Ma c’è molto di più. La smeraldina sicumera con cui l’uomo spara agli androidi è pari solo alla goffaggine e all’imperizia con le quali si trova costretto ad affrontare la loro ribellione. L’uomo nel corso del tempo è sempre rimasto lo stesso (homo homini lupus) nella sua parte istintuale, la più intima; ciò che è cambiato sono le condizioni al contorno, ovvero la repressione da parte dell’ordine costituito, e soprattutto il raggiunto benessere. La falsa pace che ci circonda ci ha reso più vulnerabili: più smidollati, senza nasconderci dietro un dito. Quindi ci riesce molto facile l’aggressione al nostro nemico col favore delle ombre, ma il confronto, in singolar tenzone, de visu, è ormai inattuale. L’uomo occidentale è regredito rispetto al passato. Si è rifugiato negli aurei padiglioni della sua agiatezza, dimenticando e negando la sua vera dimensione, quella di animale non-sociale; e ripescandola fuori solo quando non ha nulla da perdere. La civiltà è un’illusione. E’ un’adulterazione della natura umana. Certo, è una garanzia di stabilità e sicurezza, ma a che prezzo? Quello di renderci tutti dei replicanti, molto più di quelli presenti sull’isola di Delos.

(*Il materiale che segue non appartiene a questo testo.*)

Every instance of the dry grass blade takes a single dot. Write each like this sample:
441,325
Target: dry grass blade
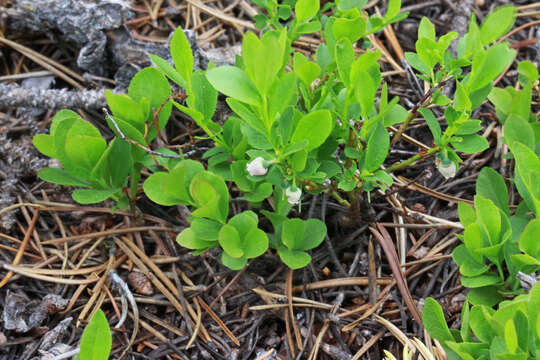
105,233
220,15
350,281
398,334
18,270
57,272
197,324
384,239
218,321
288,288
24,243
367,345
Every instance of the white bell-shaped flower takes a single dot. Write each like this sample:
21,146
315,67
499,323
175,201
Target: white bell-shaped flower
447,168
293,196
256,167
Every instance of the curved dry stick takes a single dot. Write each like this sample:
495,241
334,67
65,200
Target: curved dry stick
384,239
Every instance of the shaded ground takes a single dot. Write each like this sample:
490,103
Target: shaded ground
64,54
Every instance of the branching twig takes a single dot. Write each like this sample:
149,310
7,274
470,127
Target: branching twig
140,146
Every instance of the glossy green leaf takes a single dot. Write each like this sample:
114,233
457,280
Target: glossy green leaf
306,9
378,144
188,239
320,120
490,184
434,321
233,82
230,242
96,340
497,23
91,196
293,258
168,70
61,177
181,54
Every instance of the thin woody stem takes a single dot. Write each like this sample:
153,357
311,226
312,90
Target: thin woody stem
124,137
415,109
411,160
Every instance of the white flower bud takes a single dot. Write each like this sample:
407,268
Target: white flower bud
447,168
293,196
256,167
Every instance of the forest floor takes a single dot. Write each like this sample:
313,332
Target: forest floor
56,254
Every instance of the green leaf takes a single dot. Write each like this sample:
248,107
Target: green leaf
127,109
487,296
96,340
396,115
461,98
528,173
378,144
517,128
528,241
45,144
426,29
84,152
152,85
490,184
308,72
255,243
61,177
91,196
487,65
211,196
481,323
469,144
153,188
188,239
489,218
204,229
497,23
344,59
293,258
466,213
282,94
292,233
353,29
320,120
233,263
414,60
314,233
229,239
204,95
168,70
351,4
263,58
528,73
306,9
433,125
181,54
480,281
233,82
393,9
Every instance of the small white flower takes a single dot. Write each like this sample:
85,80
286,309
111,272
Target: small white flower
293,196
256,167
447,168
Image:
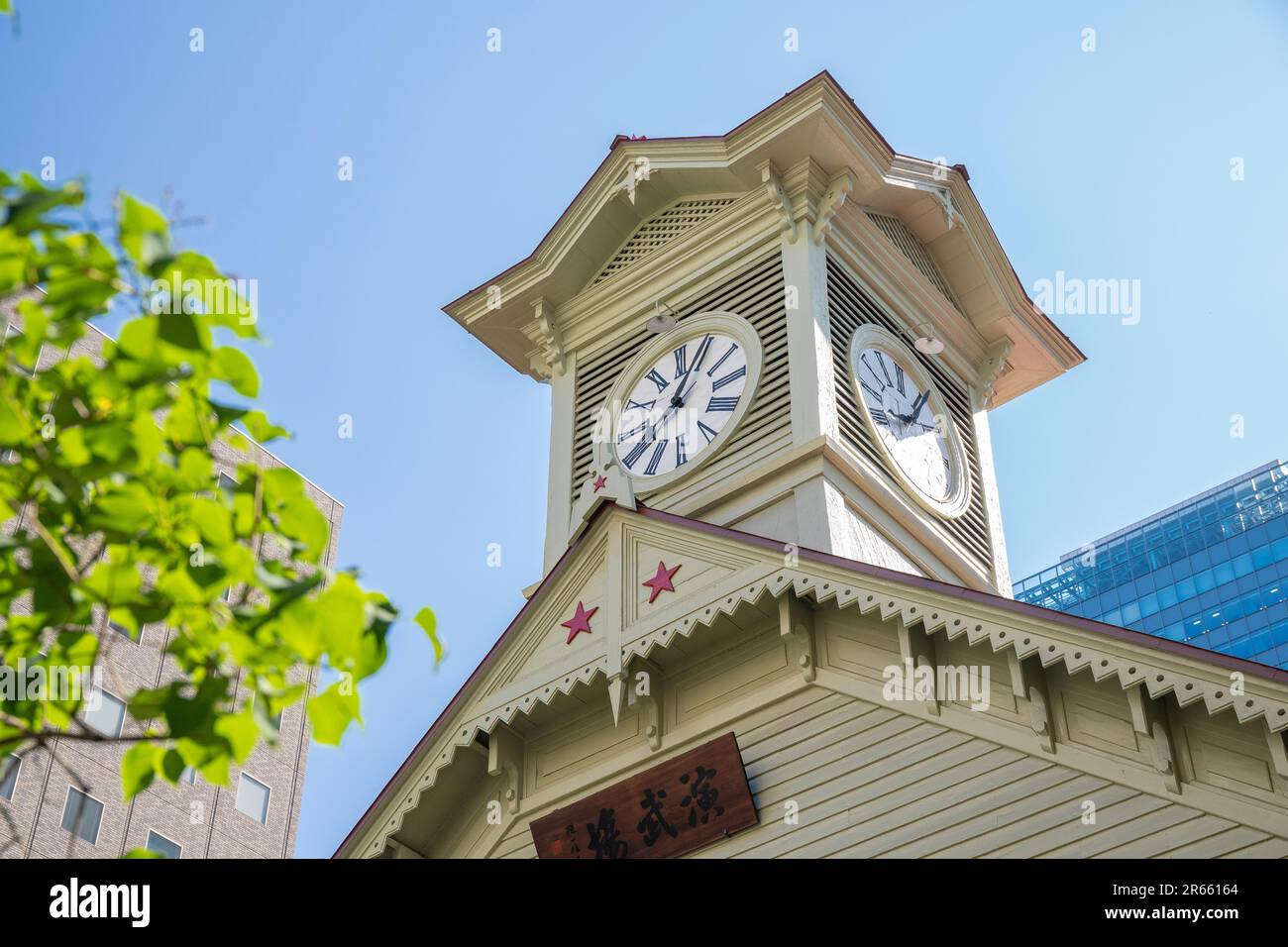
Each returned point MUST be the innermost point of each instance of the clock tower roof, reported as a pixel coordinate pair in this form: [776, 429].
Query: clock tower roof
[649, 191]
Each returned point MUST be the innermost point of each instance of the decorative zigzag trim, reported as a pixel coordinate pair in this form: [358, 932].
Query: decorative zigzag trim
[867, 598]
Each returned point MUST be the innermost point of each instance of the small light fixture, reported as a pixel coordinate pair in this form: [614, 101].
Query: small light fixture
[661, 321]
[927, 343]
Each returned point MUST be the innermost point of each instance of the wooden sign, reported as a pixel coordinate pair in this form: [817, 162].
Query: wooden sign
[666, 810]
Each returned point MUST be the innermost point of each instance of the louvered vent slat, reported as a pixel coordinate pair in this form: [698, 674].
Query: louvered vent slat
[756, 294]
[911, 247]
[849, 308]
[661, 230]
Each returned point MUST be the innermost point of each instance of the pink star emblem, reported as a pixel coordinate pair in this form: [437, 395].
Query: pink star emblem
[661, 581]
[580, 621]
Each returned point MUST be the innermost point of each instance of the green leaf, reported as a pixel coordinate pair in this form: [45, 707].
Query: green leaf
[143, 231]
[426, 620]
[232, 367]
[261, 428]
[140, 767]
[240, 731]
[331, 712]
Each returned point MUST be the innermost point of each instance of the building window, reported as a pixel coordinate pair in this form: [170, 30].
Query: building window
[108, 716]
[82, 814]
[253, 799]
[9, 767]
[163, 847]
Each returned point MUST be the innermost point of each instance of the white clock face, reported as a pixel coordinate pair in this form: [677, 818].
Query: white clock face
[681, 403]
[905, 420]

Ma Westworld è anche una riflessione sul cinema. Che cosa sono, gli scenari western, peplum, medioevali del parco, se non set cinematografici? Che cosa sono, se non luoghi che gridano la propria finzione? Nel cinema, come a Delos, è tutto finto, e lo sappiamo bene. I visitatori di Delos sfruttano le finzioni del parco per poter aspirare a conquistare qualcosa di reale (la loro vera natura); così noi, ogni volta che guardiamo un film al cinema, tentiamo disperatamente di ritrovarvi qualcosa di noi. E tanto è maggiore è la finzione, tanta più è la diversione rispetto all’apparato della realtà, quanto è più probabile che vi troviamo rappresentato del vero. Perché la realtà in fondo è tutta finta, tutta di cartapesta, è un compromesso. Yul Brynner che insegue la propria preda uscendo dalla fiction e proiettandosi dentro la realtà, non è altro che la plasticizzazione in forma umana (anzi, robotica) di tutti quei film che ci perseguitano negli anni e nei decenni, nei nostri pensieri e nei nostri sogni, raccontandoci verità che altrimenti ci rifiutiamo di guardare in faccia nella nostra vita reale.